В первый же вечер по приезде я увидел на своем пороге Степана Ивановича.
— Что вам угодно? — холодно спросил я.
— Александр Львович, мне нужно поговорить с вами!
— Я устал с дороги. К тому же, признаюсь, у меня нет никакого желания беседовать с вами.
— И все-таки я должен вам кое-что объяснить…
Мы прошли в комнату.
— Я чувствую, как опять ко мне подступает эта проклятая лихорадка, — сказал он, — но прошу вас не объяснять болезнью то, что я сейчас скажу вам.
Вид у него действительно был болезненный. Похоже, скоро должны были начаться приступы.
Степан Иванович долго молчал, собираясь с мыслями. Потом сказал:
— Там, в лесу, я имел намерение убить вас, потому что это я был в Ундорах, это я имел неосторожность раскрыть перепуганному старику мой план. Он принял меня за провокатора. Вы сами понимаете, что никто не должен был знать об этом. Но вы каким-то непонятным образом обо всем догадались.
— Что же вы не выстрелили?
— Александр Львович! Неужели вы не понимаете, что та жизнь, которой вы живете, недостойна вас?! Вы — человек с душой и совестью, зачем вашим молчанием, вашей бездеятельностью вы множите общую подлость? Я говорю все это только потому, что вижу — вы порядочный человек. Вы не должны унижать самого себя!
— Я не понимаю, о чем вы.
— Сейчас сидеть здесь и прозябать — подло! Всякий честный русский сейчас должен быть там, вы слышите, там!
— Вы собираетесь стрелять в русских?
— Страшно стрелять не в русских, страшно, когда русские стреляют в безвинных, а мы молчим и ничего не делаем, чтобы прекратить это. Нельзя больше так жить, в рабстве, подлости, унижении! Как вы не понимаете этого!
Он вскочил и стал кричать, что достаточно немного, одного примера, нескольких честных офицеров, и тогда русские солдаты вместе с поляками повернут оружие против своего действительного врага, что Россия не может больше терпеть, что она готова вспыхнуть в любую минуту, что свободу не даруют, за нее нужно сражаться.

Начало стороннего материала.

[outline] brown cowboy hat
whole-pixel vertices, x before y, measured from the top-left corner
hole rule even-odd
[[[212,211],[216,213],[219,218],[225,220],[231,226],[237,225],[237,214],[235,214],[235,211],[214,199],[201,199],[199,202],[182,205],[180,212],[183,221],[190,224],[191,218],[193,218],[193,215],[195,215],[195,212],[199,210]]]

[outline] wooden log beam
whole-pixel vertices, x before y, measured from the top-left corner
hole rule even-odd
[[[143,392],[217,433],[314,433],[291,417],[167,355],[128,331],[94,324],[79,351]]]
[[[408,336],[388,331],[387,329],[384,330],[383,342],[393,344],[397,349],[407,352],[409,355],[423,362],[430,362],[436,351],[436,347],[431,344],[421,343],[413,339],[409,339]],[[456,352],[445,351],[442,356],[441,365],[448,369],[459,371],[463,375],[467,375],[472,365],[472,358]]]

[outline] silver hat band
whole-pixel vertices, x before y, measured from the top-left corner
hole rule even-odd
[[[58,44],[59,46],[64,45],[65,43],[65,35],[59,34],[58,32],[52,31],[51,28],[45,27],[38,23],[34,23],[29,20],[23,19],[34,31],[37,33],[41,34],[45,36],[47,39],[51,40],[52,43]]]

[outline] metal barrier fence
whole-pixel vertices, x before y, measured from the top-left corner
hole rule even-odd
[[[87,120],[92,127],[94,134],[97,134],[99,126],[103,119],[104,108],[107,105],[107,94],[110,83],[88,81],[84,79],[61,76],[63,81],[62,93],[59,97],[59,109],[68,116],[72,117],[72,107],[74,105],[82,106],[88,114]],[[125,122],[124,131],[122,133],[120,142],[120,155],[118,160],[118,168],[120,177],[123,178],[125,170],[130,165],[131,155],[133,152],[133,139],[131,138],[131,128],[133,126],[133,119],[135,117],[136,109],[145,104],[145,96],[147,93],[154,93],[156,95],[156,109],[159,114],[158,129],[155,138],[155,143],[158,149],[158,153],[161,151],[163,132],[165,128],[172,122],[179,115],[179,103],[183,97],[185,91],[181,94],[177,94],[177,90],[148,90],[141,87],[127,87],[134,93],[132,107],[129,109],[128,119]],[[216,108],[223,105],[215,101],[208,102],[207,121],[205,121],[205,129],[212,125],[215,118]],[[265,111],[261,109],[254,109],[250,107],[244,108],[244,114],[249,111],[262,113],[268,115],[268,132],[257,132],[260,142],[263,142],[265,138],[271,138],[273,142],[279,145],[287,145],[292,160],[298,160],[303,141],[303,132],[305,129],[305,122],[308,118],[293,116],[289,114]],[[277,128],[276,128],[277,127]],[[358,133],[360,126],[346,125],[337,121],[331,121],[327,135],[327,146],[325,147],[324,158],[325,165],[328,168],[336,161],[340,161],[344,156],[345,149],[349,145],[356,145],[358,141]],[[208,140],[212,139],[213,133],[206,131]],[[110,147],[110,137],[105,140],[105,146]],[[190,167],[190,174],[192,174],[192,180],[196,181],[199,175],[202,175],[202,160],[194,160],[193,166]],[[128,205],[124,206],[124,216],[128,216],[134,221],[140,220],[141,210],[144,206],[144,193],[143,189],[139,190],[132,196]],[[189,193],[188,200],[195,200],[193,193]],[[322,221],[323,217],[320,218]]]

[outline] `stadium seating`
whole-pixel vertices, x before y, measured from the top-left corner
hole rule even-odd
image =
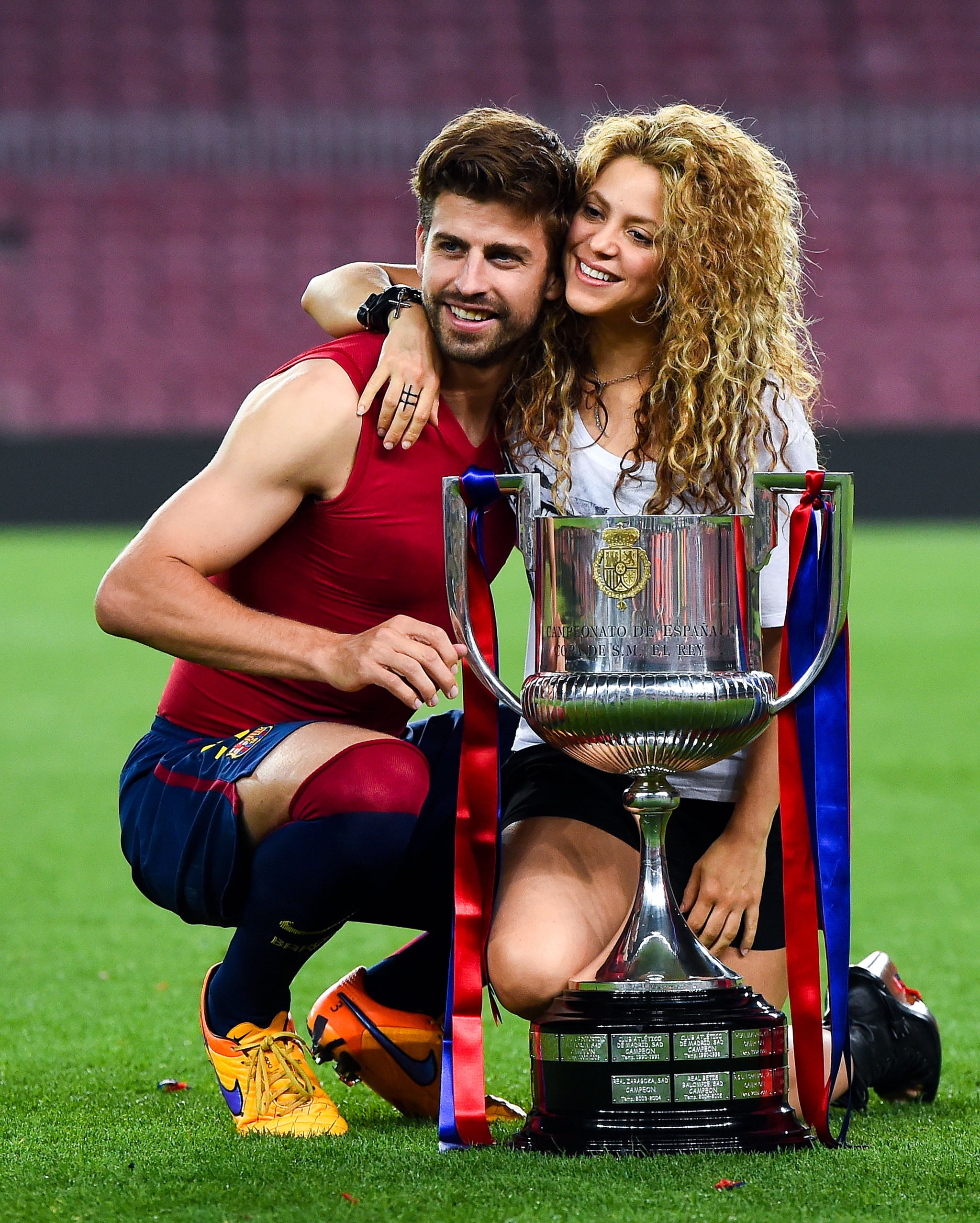
[[[5,0],[0,109],[975,99],[967,0]]]
[[[0,7],[0,121],[76,133],[86,116],[304,113],[347,115],[351,139],[357,115],[390,115],[414,141],[418,116],[428,132],[480,100],[556,119],[681,97],[737,114],[927,100],[975,115],[979,65],[980,5],[962,0]],[[127,169],[126,155],[111,171],[0,171],[0,433],[221,429],[249,386],[319,342],[298,308],[310,274],[411,258],[404,139],[386,160],[354,149],[302,172]],[[827,422],[980,424],[975,166],[821,157],[799,174]]]

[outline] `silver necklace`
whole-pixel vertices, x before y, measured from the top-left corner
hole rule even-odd
[[[606,389],[606,386],[615,386],[616,383],[621,382],[631,382],[631,379],[639,378],[640,374],[645,374],[646,371],[653,369],[653,367],[654,362],[650,361],[648,364],[643,367],[643,369],[635,369],[632,374],[623,374],[620,378],[606,378],[605,382],[600,382],[599,374],[595,372],[595,369],[593,369],[593,383],[595,384],[595,405],[594,405],[595,427],[596,429],[599,429],[600,433],[602,432],[602,422],[599,419],[599,401],[601,400],[602,391]]]

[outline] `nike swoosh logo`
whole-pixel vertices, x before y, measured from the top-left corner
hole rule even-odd
[[[429,1049],[424,1058],[411,1057],[403,1048],[397,1046],[395,1041],[385,1036],[385,1033],[375,1024],[373,1024],[364,1011],[352,1003],[345,993],[338,993],[337,997],[354,1013],[357,1019],[359,1019],[364,1027],[367,1027],[391,1060],[400,1069],[404,1070],[412,1082],[417,1082],[419,1087],[428,1087],[429,1084],[435,1082],[439,1068],[435,1064],[435,1054],[431,1049]]]
[[[225,1097],[225,1103],[232,1110],[236,1117],[242,1115],[242,1088],[236,1082],[235,1086],[229,1091],[229,1088],[218,1080],[218,1086],[221,1088],[221,1095]]]

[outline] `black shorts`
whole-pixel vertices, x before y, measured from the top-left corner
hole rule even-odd
[[[565,816],[601,828],[639,851],[635,819],[623,806],[624,779],[602,773],[544,745],[514,752],[501,773],[502,824],[532,816]],[[725,830],[733,802],[681,799],[667,823],[667,872],[678,903],[694,863]],[[733,940],[736,945],[742,931]],[[782,905],[782,838],[780,813],[772,821],[766,845],[766,877],[759,901],[759,926],[753,950],[786,947]]]

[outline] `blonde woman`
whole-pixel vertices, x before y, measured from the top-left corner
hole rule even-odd
[[[787,168],[725,116],[688,105],[599,120],[577,161],[565,303],[546,312],[501,400],[513,466],[540,472],[554,512],[577,515],[726,512],[747,508],[755,470],[815,467],[817,379],[802,307],[800,204]],[[495,303],[466,297],[474,254],[461,246],[457,258],[455,308],[466,301],[479,330]],[[412,269],[352,264],[312,281],[303,305],[345,333],[365,291],[390,280],[418,283]],[[390,446],[411,445],[436,408],[433,352],[422,311],[391,320],[360,405],[387,384],[380,430]],[[406,400],[418,400],[414,413]],[[772,674],[787,553],[783,522],[760,583]],[[667,860],[681,907],[719,959],[782,1007],[775,725],[730,759],[672,781],[681,804]],[[503,1005],[535,1019],[569,978],[594,974],[618,936],[635,893],[639,835],[621,780],[541,744],[527,723],[503,769],[502,823],[488,963]],[[910,1002],[852,970],[857,1103],[869,1086],[935,1095],[938,1036]]]

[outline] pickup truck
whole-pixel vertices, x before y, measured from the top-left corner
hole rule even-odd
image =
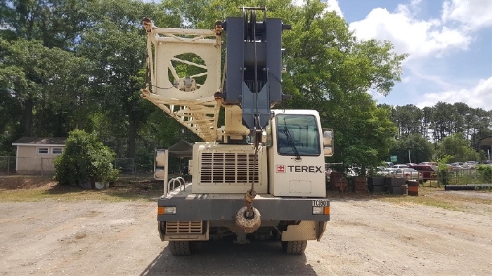
[[[400,177],[407,180],[417,180],[420,183],[424,180],[422,173],[413,169],[384,168],[380,171],[377,174],[385,177]]]

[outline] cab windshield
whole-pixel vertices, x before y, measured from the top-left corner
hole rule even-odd
[[[281,114],[277,119],[277,151],[280,155],[321,154],[316,118],[313,115]]]

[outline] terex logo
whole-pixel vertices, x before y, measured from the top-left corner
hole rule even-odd
[[[321,166],[287,166],[287,167],[291,173],[323,173]]]

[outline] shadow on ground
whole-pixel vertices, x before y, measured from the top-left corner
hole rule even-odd
[[[236,244],[227,238],[200,242],[191,256],[171,256],[166,247],[141,275],[316,275],[306,263],[304,254],[284,253],[278,240]]]

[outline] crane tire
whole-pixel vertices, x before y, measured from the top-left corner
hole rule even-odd
[[[194,243],[190,241],[169,241],[169,251],[173,256],[188,256],[193,252]]]
[[[287,254],[302,254],[304,253],[307,241],[282,242],[282,249]]]

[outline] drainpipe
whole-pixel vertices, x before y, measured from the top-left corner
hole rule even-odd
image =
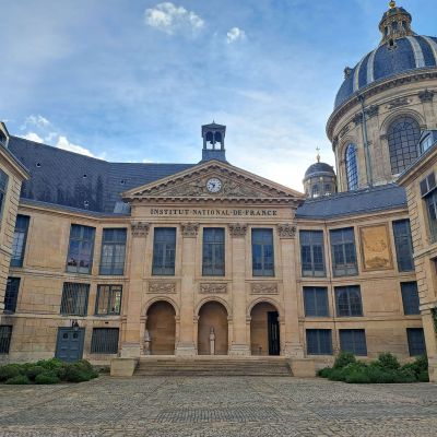
[[[374,186],[374,176],[371,174],[370,151],[368,147],[368,140],[367,140],[367,122],[366,122],[366,111],[364,109],[364,96],[359,95],[358,101],[362,105],[364,158],[366,162],[367,185],[369,187],[373,187]]]

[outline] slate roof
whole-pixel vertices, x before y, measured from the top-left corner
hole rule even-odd
[[[28,169],[21,197],[101,213],[127,213],[120,193],[194,164],[108,163],[10,137],[9,150]]]
[[[334,218],[394,208],[406,208],[406,194],[402,187],[389,184],[306,200],[297,209],[296,218]]]

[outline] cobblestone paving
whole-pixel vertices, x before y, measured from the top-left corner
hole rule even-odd
[[[102,377],[0,386],[3,436],[436,436],[437,385]]]

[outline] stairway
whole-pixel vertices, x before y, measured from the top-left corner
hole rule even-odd
[[[134,376],[292,376],[283,357],[147,356],[139,361]]]

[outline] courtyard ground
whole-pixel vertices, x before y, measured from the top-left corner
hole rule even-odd
[[[436,436],[437,385],[101,377],[0,386],[0,436]]]

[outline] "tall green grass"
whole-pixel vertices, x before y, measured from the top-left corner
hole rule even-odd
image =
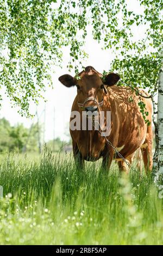
[[[162,200],[150,175],[84,171],[71,155],[45,150],[40,160],[3,156],[0,162],[0,244],[163,243]]]

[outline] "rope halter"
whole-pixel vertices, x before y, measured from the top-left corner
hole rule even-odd
[[[92,100],[93,101],[95,101],[97,104],[97,105],[99,106],[99,107],[101,107],[101,106],[102,106],[104,103],[104,101],[102,99],[102,101],[101,101],[101,102],[98,102],[97,101],[97,100],[96,100],[96,99],[94,98],[93,97],[88,97],[87,98],[86,98],[85,101],[84,101],[83,103],[79,103],[78,102],[78,106],[79,107],[82,107],[82,108],[84,109],[84,106],[85,105],[85,104],[86,103],[86,102],[89,100]]]

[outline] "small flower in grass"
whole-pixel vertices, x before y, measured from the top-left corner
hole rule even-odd
[[[11,193],[9,193],[8,194],[8,197],[9,198],[11,198],[11,197],[12,197],[12,194],[11,194]]]

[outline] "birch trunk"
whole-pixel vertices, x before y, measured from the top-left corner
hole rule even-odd
[[[163,184],[163,69],[161,66],[158,88],[158,172],[156,180],[158,185]]]

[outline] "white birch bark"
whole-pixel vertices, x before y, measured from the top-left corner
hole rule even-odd
[[[160,70],[158,88],[158,162],[156,179],[158,185],[163,183],[163,67]]]

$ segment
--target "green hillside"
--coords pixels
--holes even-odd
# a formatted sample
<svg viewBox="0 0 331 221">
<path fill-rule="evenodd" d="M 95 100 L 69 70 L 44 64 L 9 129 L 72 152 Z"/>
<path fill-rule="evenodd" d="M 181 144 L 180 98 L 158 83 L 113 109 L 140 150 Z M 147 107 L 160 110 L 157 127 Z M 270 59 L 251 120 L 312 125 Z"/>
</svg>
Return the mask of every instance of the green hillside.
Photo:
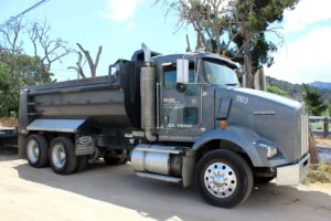
<svg viewBox="0 0 331 221">
<path fill-rule="evenodd" d="M 277 80 L 270 76 L 267 76 L 267 84 L 273 84 L 281 90 L 286 91 L 291 97 L 295 99 L 301 99 L 301 94 L 302 94 L 302 85 L 301 84 L 292 84 L 286 81 Z M 324 102 L 328 101 L 329 97 L 331 97 L 331 90 L 327 88 L 320 88 L 317 87 L 318 91 L 320 92 L 322 98 Z"/>
</svg>

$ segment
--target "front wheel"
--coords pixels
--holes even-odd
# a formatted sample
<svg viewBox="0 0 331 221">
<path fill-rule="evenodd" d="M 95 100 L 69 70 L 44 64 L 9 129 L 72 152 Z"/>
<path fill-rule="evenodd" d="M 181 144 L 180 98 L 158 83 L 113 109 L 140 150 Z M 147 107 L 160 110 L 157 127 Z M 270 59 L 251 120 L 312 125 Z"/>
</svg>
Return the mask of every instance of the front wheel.
<svg viewBox="0 0 331 221">
<path fill-rule="evenodd" d="M 253 188 L 253 173 L 239 155 L 220 149 L 205 154 L 199 160 L 194 181 L 206 202 L 232 208 L 248 198 Z"/>
</svg>

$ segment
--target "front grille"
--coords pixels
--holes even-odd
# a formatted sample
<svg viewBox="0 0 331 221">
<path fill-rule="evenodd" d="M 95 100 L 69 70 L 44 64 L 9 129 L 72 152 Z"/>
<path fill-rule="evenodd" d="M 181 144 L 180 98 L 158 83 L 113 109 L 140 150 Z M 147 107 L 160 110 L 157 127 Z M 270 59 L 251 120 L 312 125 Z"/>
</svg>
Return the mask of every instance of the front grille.
<svg viewBox="0 0 331 221">
<path fill-rule="evenodd" d="M 301 115 L 301 156 L 308 151 L 309 147 L 309 118 L 308 115 Z"/>
</svg>

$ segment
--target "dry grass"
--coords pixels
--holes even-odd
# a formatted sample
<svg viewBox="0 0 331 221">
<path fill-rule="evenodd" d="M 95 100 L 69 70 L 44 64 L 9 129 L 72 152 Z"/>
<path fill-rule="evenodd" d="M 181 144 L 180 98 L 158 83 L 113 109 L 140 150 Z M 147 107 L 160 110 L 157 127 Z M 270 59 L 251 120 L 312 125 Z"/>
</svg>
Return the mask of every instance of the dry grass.
<svg viewBox="0 0 331 221">
<path fill-rule="evenodd" d="M 331 183 L 331 164 L 320 162 L 311 166 L 306 183 Z"/>
<path fill-rule="evenodd" d="M 17 117 L 0 117 L 0 126 L 2 126 L 2 127 L 18 126 L 18 118 Z"/>
</svg>

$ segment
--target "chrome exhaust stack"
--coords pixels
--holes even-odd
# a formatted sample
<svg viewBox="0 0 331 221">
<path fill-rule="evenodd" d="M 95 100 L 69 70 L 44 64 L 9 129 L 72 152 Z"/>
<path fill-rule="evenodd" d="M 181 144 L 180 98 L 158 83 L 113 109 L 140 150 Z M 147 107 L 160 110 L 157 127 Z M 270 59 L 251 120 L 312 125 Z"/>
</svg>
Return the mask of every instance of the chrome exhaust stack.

— Степан Иванович, — сказал я, — вы сошли с ума.
Он остановился, взял голову в ладони, стал тереть виски. Несколько минут прошло в молчании.
— Я понимаю, — тихо сказал он. — Вы сейчас не готовы на что-либо решиться. Но я верю в вас. Я хочу, чтобы мы были вместе. А сейчас, я прошу вас, отвезите меня домой. Кажется, начинается.
Действительно, его уже знобило, лоб покрылся испариной, глаза горели.